Romer Labs, a supplier of food safety diagnostics solutions, has partnered with the Feed the Future Innovation Lab for the Reduction of Post-Harvest Loss based at Kansas State University to donate mycotoxin testing supplies to the USAID project aimed at reducing post-harvest loss.

This Feed the Future Innovation Lab is part of the U.S. government’s Feed the Future initiative to reduce global hunger and improve food security. The initiative uses research, education and outreach to advance solutions to hunger, poverty and under-nutrition in low-income countries.

The project aims to provide global leadership to reduce post-harvest loss (PHL) and food waste of durable staple crops (grains, oilseeds, legumes, root crops, seeds) and their processed value-added products with an initial focus on four Feed the Future (FtF) countries (Bangladesh, Ethiopia, Ghana and Guatemala). Interventions under this project will integrate smallholder farmers, producer cooperatives, and agribusiness enterprises with market-based value chains.

A key challenge in several Feed the Future countries is high moisture content of grains (especially maize) at harvest and presence of high mycotoxin levels (especially aflatoxin) at harvest and postharvest due to improper drying and storage practices. The initial pilot projects in Guatemala and Ghana will involve assessing the level of the problem faced by small holder farmers and the first market collection points, and ways to address this problem. Current practices allow for wet maize that often contains high levels of aflatoxin to enter the market and be consumed by farmers and villagers causing nutrition and health problems for children and adults.

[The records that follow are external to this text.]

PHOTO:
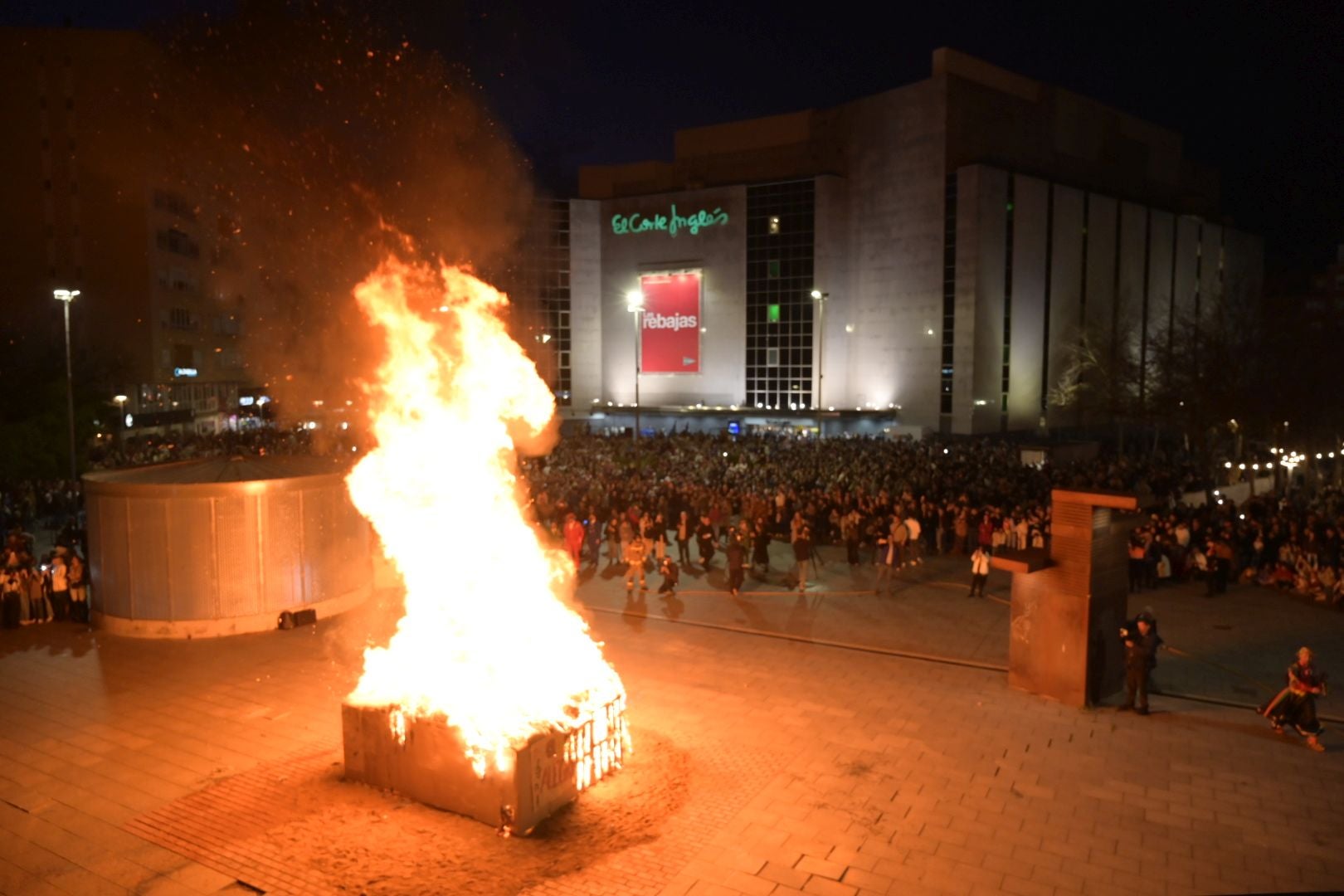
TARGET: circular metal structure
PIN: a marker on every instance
(214, 547)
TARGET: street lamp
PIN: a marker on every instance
(65, 297)
(121, 411)
(635, 304)
(821, 299)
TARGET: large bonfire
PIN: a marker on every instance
(488, 641)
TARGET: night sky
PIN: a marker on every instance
(1253, 88)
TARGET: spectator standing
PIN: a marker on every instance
(913, 528)
(671, 577)
(761, 546)
(802, 555)
(979, 571)
(737, 555)
(704, 539)
(61, 586)
(683, 539)
(1140, 655)
(635, 555)
(80, 587)
(574, 539)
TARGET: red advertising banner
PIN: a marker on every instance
(670, 334)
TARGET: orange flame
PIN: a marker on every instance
(487, 640)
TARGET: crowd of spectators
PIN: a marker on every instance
(140, 450)
(863, 494)
(953, 496)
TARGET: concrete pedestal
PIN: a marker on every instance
(1068, 606)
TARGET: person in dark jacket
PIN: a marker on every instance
(761, 546)
(1140, 657)
(671, 577)
(737, 563)
(704, 539)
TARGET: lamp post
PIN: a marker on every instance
(635, 304)
(821, 299)
(65, 297)
(121, 412)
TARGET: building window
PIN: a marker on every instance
(543, 299)
(1008, 238)
(949, 292)
(780, 308)
(178, 242)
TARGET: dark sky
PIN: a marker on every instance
(1253, 86)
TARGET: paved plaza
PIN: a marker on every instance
(830, 743)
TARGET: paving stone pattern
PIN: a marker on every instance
(182, 767)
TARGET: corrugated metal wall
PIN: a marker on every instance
(219, 551)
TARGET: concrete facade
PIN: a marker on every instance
(967, 231)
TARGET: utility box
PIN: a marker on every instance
(425, 759)
(1070, 602)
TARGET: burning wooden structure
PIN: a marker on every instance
(424, 758)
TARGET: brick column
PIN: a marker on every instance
(1070, 602)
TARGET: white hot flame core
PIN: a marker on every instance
(487, 640)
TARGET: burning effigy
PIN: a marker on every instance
(491, 699)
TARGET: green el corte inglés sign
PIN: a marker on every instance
(672, 223)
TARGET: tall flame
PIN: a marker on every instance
(487, 640)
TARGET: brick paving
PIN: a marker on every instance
(836, 767)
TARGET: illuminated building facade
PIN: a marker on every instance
(914, 261)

Romer Labs’ AgraStrip Aflatoxin and Fumonisin test strips and AgraVision reader will be used in these remote growing areas to assess the extent of the mycotoxin contamination.

Using the data obtained in the study, the goal is to enhance the drying, conditioning, handling, storage, pest management and transportation of these crops thus increasing the quantity and quality of the grain available for human consumption and decreasing food waste.